И я собралась уходить, и тут мне сказали, что меня довезет вот он, ему по пути. В прихожую вышел человек, кивнул, с ним уже поговорили.
Мы сели и поехали.
Долго стояли в пробках, был вечер, заполошный четверг, темно, огни, огни, пестрое море огней на уровне бамперов, шевелящееся у поверхности земли. Гарь, вонь – и спокойное, грустное лицо этого перевозчика с берега на берег. Он молчал, а я сидела и вдруг заплакала.
Мой перевозчик спросил:
– Виктор был вашим другом?
– Нет, нет.
Ему позвонили. Он ласково говорил с какой-то Машенькой, больше слушал, чем отвечал, и ничего не сказал о похоронах.
– Машенька, я тебе еще сегодня позвоню. У вас утро? Ну вот. Тебе в школу. Я перезвоню когда? Хорошо.
Судя по всему, это был звонок из Америки, и, скорее всего, это звонила его дочь. Судя по всему, она тосковала там без него. Судя по всему, его жена увезла дочь туда, за океан.
А сегодняшняя вдова-то как раз и оказалась его сестрой, меня предупредили («тебя повезет ее брат, ему по пути»). И девочке сегодняшние передряги, новейший муж тетки и его похороны были совершенно ни к чему.
Девочка, видимо, там плакала о нем, о своем отце.
Он редко говорил, как-то заученно, может быть, ему было неудобно отвечать при мне.

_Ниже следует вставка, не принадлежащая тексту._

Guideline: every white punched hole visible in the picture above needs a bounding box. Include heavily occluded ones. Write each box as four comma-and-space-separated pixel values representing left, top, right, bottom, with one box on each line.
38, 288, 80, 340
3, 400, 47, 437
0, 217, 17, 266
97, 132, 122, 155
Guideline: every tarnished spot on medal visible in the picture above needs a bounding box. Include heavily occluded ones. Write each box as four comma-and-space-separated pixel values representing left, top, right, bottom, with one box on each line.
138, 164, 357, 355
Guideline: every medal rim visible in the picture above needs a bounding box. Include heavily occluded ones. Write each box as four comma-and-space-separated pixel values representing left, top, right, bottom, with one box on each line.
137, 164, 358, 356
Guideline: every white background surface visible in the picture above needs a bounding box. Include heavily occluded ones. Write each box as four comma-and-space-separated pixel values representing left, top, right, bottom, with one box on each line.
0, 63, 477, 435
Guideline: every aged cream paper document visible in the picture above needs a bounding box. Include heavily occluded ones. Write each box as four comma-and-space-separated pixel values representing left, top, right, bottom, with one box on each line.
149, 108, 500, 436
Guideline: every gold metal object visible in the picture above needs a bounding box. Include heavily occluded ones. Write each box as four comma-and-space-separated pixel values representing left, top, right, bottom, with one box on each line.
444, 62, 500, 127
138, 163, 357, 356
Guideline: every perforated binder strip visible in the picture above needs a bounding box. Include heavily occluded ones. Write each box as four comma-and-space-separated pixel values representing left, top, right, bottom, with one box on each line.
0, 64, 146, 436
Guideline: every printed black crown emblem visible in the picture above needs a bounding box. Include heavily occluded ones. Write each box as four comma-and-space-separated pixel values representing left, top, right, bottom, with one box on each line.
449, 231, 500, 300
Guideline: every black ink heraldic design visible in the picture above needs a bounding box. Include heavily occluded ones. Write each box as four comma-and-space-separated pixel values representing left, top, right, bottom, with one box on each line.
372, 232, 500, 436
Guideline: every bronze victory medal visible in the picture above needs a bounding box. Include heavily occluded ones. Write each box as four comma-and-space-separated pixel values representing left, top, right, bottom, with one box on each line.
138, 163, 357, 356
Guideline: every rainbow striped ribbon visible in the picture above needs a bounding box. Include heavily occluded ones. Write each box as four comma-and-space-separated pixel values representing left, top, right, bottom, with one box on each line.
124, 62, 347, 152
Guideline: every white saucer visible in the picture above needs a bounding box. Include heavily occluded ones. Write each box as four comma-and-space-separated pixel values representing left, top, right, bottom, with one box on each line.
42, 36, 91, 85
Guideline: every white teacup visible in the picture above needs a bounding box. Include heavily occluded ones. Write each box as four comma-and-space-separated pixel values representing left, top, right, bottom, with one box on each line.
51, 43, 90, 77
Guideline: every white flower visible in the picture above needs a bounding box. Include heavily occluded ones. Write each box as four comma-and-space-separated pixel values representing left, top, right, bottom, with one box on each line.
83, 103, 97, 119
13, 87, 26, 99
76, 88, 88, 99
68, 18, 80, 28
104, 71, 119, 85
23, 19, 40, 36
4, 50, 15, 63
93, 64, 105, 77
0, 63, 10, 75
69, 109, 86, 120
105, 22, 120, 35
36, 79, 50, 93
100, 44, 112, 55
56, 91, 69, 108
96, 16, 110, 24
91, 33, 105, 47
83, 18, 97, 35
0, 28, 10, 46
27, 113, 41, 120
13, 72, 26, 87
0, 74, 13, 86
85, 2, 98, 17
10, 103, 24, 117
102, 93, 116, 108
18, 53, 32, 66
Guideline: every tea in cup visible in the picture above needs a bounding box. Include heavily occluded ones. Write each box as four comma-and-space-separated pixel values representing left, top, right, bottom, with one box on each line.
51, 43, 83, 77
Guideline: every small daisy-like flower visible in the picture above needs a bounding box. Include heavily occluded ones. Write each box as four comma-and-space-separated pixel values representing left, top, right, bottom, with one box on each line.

– Маруська, ну мы же договорились… Ты приедешь уже летом. Недолго осталось, недолго… Ну что ты… Ну перестань, маленькая. Будем рыбу удить. За грибами пойдем.
(На дворе стоял октябрь.)
– А, да, ну да, на Рождество… Твои лыжи висят на веранде. Повезу тебя на санках. Елка твоя выросла, игрушки в ящике все в бумажках и ждут.
А я все плакала.
Я плакала от безмерной любви к нему. От налетевшей на меня жалости к этому человеку, которого я увидела десяток минут назад. От его безнадежного взгляда, от его доброты, от его удивительного голоса.
Так бывает.
Похороны ударили наотмашь, я осталась без обычной защиты.
Больше я его никогда не видела.
…Через полгода мне позвонили:
– Ты знаешь, помнишь того человека, который тебя отвозил?
– Какого?
– Ну брата Ларисы, ну помнишь, похороны-то… Брат Ларисы, у которой муж тогда умер…
– Нет.
– Ну ладно. Все равно. Бедная Лариса, этот ее брат погиб.
– Боже ты мой. Бедная Лара…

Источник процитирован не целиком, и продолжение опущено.